Cuando pasó frente al barco, el marinero le gritó en
inglés:
... -I say; look
here! (¡Oiga, mire!)
... El joven
levantó la cabeza, y, sin detenerse, contestó en el mismo
idioma:
... - Hallo! What?
(¡Hola! ¿Qué?)
... -Are you
hungry? (¿Tiene hambre?)
... Hubo un breve
silencio, durante el cual el joven pareció reflexionar y hasta dio un
paso más corto que los demás, como para detenerse; pero al fin dijo,
mientras dirigía al marinero una sonrisa triste:
... -No, I am not hungry. Thank you, sailor. (No, no
tengo hambre. Muchas gracias, marinero.)
...
-Very well. (Muy bien.)
... Sacóse la pipa
de la boca el marinero, escupió y colocándosela de nuevo entre los
labios, miró hacia otro lado.
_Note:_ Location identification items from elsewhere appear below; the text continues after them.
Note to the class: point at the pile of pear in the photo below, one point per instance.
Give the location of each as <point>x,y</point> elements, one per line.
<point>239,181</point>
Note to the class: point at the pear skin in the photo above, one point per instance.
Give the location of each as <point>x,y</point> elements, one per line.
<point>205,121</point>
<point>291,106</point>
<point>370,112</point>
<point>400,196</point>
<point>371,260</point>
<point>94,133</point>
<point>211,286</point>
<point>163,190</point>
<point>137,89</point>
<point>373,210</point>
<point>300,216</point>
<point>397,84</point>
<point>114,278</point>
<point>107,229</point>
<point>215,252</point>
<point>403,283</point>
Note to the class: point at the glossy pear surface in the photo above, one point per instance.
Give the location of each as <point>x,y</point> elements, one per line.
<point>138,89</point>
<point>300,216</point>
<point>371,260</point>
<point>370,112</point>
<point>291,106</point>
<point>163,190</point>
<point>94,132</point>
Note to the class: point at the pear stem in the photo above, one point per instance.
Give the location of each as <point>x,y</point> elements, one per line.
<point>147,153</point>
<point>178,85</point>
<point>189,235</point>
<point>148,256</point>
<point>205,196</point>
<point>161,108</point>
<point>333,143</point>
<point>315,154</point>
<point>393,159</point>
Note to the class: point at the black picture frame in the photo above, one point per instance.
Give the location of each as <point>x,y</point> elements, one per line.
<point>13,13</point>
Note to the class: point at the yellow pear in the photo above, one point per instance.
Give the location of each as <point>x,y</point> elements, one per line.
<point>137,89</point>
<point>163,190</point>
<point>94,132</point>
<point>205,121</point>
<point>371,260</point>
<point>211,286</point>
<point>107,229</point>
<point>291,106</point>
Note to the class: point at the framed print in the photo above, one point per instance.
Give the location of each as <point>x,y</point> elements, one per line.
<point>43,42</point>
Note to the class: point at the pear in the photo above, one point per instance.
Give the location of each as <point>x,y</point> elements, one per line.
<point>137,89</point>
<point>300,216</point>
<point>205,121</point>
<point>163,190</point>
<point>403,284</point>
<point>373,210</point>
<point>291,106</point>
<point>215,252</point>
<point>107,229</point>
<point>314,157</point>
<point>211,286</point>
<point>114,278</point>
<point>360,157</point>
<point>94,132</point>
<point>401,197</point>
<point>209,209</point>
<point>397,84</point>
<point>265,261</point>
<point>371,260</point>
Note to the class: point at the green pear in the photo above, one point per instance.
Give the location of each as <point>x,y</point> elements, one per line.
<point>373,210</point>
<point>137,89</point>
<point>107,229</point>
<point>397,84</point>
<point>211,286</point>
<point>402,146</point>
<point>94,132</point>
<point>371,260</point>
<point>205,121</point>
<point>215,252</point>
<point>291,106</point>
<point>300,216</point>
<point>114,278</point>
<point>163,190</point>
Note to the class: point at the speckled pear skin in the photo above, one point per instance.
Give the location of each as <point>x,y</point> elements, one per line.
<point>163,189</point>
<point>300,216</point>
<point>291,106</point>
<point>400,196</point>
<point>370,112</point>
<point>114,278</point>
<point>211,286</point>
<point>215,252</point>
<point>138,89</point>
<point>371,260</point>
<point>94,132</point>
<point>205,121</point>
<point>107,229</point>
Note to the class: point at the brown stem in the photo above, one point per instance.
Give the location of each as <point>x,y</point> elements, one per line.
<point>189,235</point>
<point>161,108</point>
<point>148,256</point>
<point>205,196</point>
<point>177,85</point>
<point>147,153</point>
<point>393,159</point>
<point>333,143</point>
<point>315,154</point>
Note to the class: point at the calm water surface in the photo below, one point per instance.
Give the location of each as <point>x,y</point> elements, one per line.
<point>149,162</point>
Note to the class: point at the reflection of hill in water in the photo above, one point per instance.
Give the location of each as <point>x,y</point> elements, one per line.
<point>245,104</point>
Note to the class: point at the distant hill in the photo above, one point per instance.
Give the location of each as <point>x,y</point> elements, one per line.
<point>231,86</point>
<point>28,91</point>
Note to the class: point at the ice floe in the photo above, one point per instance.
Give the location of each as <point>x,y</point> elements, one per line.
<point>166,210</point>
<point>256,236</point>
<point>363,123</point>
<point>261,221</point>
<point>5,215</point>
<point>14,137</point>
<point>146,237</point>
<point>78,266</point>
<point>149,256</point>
El joven, avergonzado de que su aspecto
despertara sentimientos de caridad, pareció apresurar el paso, como
temiendo arrepentirse de su negativa.
... Un
instante después, un magnífico vagabundo, vestido inverosímilmente de
harapos, grandes zapatos rotos, larga barba rubia y ojos azules, pasó
ante el marinero, y éste, sin llamarlo previamente, le
gritó:
... -Are you hungry?
... No había terminado aún su pregunta, cuando el
atorrante, mirando con ojos brillantes el paquete que el marinero
tenía en las manos, contestó apresuradamente:
... -Yes, sir, I am very much hungry! (¡Si, señor,
tengo harta hambre!)
... Sonrió el
marinero. El paquete voló en el aire y fue a caer entre las manos
ávidas del hambriento. Ni siquiera dio las gracias, y abriendo el
envoltorio calentito aún, sentóse en el suelo, restregándose las manos
alegremente al contemplar su contenido. Un atorrante de puerto puede
no saber inglés, pero nunca se perdonaría no saber el suficiente como
para pedir de comer a uno que habla ese idioma.
... El joven que pasara momentos antes, parado a corta
distancia de allí, presenció la escena.
... El
también tenía hambre. Hacía tres días justos que no comía, tres largos
días. Y más por timidez y vergüenza que por orgullo, se resistía a
pararse delante de las escalas de los vapores, a las horas de comida,
esperando de la generosidad de los marineros algún paquete que
contuviera restos de guisos y trozos de carne. No podía hacerlo, no
podría hacerlo nunca. Y cuando, como en el caso reciente, alguno le
ofrecía sus sobras, las rechazaba heroicamente, sintiendo que la
negativa aumentaba su hambre.
... Seis días
hacía que vagaba por las callejuelas y muelles de aquel puerto. Lo
había dejado allí un vapor inglés procedente de Punta Arenas, puerto
en donde había desertado de un vapor en que servía como muchacho de
capitán. Estuvo un mes allí, ayudando en sus ocupaciones a un
austriáco pescador de centollas, y en el primer barco que pasó hacia
el norte embarcóse ocultamente.
... Lo
descubrieron al día siguiente de zarpar y enviáronlo a trabajar en las
calderas. En el primer puerto grande que tocó el vapor lo
desembarcaron, y allí quedó, como un fardo sin dirección ni
destinatario, sin conocer a nadie, sin un centavo en los bolsillos y
sin saber trabajar en oficio alguno.
... Mientras estuvo allí el vapor, pudo comer, pero después... La
ciudad enorme, que se alzaba más allá de las callejuelas llenas de
tabernas y posadas pobres, no le atraía; parecíale un lugar de
esclavitud, sin aire, obscura, sin esa grandeza amplia del mar, y
entre cuyas altas paredes y calles rectas la gente vive y muere
aturdida por un tráfago angustioso.
...
Estaba poseído por la obsesión del mar, que tuerce las vidas más lisas
y definidas como un brazo poderoso una delgada varilla. Aunque era muy
joven había hecho varios viajes por las costas de America del Sur, en
diversos vapores, desempeñando distintos trabajos y faenas, faenas y
trabajos que en tierra casi no tenían aplicación.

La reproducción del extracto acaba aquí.